Fast Python deployments on Elastic Beanstalk
It should come as no surprise that some of the applications we build at Mirumee are hosted on Amazon’s architecture. Elastic Beanstalk gives us the ability to deploy and scale easily but the machines we choose for web workers are not necessarily great at compiling binaries. And compiling binaries is what inevitably happens when you install project’s dependencies from PyPI.
In our case it took 8 minutes to add a new machine to the load balancing pool. Here’s what we did to bring it down to 2 which is little more than it takes the machine to boot for the first time.
While compilation is necessary it’s only necessary once. Doing it on every machine and for every deployment not only wastes precious time but also introduces risk of two machines running slightly different code. We can do better than that. We can do all of this work ahead of the time and just unpack pre-built packages at install time. And it’s not that hard.
Get a custom package index
The first tool we need is a custom Python package server for pip to use. In our case we went with devpi but there are others. Whichever tool you choose, create a tiny EC2 instance and use the docs to get your server working there.
Note: while this solution requires you to maintain an extra machine, even a t2.nano instance should be enough to satisfy the requirements. In an auto-scaling environment the cost of such machine is nothing compared to other resources.
Build wheels of your dependencies
The second tool is the wheel package. It will allow pip to build wheels —pre-compiled versions of Python eggs.
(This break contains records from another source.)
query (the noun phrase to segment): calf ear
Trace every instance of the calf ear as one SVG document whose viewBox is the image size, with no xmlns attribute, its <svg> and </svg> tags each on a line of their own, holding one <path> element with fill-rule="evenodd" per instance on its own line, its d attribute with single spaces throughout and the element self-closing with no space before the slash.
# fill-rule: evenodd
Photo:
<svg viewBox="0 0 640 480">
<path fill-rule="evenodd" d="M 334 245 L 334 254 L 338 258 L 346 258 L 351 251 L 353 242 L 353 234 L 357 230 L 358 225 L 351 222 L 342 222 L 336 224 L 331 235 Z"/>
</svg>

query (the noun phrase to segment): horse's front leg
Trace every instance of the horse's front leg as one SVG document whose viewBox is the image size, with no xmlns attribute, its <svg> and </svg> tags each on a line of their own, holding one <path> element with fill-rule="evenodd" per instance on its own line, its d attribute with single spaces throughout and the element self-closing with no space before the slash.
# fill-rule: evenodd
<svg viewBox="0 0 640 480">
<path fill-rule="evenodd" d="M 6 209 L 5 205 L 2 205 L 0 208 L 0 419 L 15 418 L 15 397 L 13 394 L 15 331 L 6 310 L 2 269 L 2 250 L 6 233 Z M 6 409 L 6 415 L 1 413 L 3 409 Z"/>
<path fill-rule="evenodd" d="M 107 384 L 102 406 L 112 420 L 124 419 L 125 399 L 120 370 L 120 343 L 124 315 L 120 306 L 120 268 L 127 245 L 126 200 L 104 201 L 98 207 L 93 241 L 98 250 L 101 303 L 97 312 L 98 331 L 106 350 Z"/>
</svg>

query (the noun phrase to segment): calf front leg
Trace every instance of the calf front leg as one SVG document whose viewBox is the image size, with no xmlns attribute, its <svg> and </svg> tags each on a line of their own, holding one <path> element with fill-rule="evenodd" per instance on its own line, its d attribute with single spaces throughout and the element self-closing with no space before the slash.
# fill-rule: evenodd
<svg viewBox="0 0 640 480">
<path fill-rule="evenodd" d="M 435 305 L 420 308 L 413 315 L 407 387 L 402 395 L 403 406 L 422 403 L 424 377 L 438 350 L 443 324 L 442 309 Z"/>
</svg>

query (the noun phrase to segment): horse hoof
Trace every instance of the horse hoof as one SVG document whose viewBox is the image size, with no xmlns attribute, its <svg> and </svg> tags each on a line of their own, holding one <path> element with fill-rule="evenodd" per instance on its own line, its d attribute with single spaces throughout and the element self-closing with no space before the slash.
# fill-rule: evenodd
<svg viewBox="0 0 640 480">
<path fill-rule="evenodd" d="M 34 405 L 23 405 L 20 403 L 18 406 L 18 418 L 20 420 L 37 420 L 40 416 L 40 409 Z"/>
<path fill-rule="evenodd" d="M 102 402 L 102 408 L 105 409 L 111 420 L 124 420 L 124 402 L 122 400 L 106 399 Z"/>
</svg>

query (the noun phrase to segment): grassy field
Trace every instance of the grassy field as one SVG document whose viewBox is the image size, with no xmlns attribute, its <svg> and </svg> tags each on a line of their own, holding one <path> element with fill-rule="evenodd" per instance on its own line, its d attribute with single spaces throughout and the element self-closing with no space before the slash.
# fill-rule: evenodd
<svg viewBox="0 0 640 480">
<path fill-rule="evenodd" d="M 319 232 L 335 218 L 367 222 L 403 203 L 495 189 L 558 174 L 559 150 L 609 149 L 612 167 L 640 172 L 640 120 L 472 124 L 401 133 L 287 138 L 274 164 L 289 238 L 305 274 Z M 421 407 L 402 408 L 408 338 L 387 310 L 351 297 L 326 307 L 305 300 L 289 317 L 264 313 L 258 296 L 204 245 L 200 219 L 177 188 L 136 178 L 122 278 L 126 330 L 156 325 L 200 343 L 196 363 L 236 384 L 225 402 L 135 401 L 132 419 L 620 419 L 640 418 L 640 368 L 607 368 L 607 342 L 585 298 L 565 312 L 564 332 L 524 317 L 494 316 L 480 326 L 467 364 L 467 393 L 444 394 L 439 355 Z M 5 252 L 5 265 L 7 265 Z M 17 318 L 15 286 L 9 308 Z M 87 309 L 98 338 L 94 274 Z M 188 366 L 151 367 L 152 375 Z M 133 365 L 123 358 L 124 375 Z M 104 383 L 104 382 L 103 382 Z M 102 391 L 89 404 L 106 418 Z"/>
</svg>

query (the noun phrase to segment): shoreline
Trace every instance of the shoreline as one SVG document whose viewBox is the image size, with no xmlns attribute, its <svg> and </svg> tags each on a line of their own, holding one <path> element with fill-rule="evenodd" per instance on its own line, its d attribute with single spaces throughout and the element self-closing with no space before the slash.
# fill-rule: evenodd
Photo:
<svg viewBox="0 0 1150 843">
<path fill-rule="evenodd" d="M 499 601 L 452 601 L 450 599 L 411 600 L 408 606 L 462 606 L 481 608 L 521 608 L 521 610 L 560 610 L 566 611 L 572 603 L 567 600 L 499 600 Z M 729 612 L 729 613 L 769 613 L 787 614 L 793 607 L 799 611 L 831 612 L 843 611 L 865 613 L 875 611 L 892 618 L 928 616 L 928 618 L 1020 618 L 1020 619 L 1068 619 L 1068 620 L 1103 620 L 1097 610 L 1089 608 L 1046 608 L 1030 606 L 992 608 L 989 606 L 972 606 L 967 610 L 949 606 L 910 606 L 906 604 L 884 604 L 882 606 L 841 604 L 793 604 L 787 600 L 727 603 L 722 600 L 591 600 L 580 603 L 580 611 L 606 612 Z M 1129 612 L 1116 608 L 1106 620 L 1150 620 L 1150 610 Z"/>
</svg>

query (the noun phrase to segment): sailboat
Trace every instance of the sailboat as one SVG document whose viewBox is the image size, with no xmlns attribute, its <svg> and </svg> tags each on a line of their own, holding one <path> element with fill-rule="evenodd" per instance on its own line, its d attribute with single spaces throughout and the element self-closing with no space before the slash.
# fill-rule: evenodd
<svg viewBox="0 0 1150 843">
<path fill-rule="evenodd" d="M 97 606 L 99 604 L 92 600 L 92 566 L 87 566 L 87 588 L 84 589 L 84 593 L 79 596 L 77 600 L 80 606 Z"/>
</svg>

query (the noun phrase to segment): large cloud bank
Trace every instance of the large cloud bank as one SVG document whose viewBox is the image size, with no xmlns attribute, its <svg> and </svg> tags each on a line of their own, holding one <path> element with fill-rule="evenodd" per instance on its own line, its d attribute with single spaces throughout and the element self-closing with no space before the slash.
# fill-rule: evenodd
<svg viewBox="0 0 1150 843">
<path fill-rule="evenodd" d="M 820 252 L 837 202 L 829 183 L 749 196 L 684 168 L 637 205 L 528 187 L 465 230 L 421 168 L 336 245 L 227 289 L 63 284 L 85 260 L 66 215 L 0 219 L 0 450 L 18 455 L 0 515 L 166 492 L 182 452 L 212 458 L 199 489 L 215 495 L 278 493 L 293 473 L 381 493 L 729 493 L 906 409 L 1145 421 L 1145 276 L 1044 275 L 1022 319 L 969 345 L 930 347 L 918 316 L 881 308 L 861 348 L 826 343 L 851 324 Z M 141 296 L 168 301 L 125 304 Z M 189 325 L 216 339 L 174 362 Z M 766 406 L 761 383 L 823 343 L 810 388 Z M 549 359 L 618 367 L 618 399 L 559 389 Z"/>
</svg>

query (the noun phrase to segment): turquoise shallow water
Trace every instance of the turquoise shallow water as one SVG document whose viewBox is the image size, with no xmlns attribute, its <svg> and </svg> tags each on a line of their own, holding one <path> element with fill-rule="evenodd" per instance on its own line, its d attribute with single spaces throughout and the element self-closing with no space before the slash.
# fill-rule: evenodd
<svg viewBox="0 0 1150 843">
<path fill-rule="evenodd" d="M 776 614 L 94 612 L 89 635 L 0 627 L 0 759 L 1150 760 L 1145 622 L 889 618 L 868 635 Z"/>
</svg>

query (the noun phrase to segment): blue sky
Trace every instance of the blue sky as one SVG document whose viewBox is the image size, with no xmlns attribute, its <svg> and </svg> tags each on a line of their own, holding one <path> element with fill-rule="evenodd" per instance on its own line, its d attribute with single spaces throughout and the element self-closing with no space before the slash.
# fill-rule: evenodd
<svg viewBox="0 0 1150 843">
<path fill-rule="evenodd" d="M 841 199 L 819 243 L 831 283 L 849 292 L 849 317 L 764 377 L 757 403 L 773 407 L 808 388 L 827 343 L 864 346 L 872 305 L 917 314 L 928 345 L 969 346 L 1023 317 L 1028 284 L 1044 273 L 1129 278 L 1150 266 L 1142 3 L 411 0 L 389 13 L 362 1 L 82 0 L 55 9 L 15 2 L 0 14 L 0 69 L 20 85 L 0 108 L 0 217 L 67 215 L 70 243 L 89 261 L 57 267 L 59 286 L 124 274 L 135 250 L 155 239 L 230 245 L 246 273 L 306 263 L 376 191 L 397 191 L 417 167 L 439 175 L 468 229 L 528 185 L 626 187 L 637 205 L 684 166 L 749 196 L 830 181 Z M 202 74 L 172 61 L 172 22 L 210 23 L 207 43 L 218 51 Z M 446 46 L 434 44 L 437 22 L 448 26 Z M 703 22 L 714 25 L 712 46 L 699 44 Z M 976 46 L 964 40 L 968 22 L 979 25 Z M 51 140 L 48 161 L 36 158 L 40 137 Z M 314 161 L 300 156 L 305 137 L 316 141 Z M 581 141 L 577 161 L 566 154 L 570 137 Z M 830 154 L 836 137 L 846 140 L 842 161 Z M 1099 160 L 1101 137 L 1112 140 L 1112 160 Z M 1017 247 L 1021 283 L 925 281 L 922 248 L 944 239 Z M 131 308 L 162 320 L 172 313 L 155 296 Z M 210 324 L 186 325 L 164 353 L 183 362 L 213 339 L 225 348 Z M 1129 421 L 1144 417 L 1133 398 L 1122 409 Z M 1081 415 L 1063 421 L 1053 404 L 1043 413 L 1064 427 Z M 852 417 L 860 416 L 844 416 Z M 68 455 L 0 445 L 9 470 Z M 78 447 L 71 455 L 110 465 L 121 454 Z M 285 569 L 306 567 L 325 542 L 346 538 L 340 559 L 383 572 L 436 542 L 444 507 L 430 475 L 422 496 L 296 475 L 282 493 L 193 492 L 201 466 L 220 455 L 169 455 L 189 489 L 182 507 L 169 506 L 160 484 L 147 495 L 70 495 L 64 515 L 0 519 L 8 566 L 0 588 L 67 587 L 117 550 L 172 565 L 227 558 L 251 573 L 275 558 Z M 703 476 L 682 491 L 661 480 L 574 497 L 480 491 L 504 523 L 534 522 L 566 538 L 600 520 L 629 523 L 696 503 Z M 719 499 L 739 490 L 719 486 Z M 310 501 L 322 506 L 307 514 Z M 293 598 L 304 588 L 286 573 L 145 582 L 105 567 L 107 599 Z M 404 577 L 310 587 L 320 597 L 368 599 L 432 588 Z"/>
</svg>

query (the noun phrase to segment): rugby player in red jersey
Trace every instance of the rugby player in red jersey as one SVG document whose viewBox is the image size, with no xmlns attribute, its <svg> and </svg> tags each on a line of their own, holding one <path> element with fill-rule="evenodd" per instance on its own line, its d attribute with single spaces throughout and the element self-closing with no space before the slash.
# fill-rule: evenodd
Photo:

Make sure you’re using at least pip version 8 and have the latest versions of wheel and setuptools packages:
$ pip install --upgrade pip setuptools wheel
Once you have the packages installed, you can ask pip to build a package and all of its dependencies:
$ pip wheel pycrypto
For custom packages that contain a setup.py it’s equally easy:
$ python setup.py bdist_wheel
It’s up to you to choose whether you want to build all of your project’s dependencies (which may be a good idea for repeatable installs) or just the ones that contain compiled code (Pillow is a common first candidate).
Note: wheels are architecture-specific so make sure your development machine is running a binary-compatible version of Linux. Use Docker if you’re on a different operating system.
Upload wheel files to your package index
When you’re done building packages upload them to your package index. In case of devpi it’s as simple as:
$ devpi upload wheelhouse/*.whl
Make sure your machines have recent pip
At the time of this writing Elastic Beanstalk’s Python images come with pip version 7 which is not recent enough. Luckily this is quite easy to fix using .ebextensions:
commands:
update_pip:
command: "/opt/python/run/venv/bin/pip install --upgrade pip"
Have your machines use your package index
This one requires dropping in a pip configuration file to the root’s home directory and is also achieved using .ebextensions:
files:
"/root/.pip/pip.conf":
mode: "000744"
owner: root
group: root
content: |
[global]
index-url = http://example.com/your/package/index/
trusted_host = example.com
Note: remember to replace host names and paths with proper values.
Test it
Deploy the updated version of the app and tell Elastic Beanstalk to provision a new machine. You can use Elastic Beanstalk’s log viewer to confirm that the installation process is using your local package index and that it’s lightning-fast.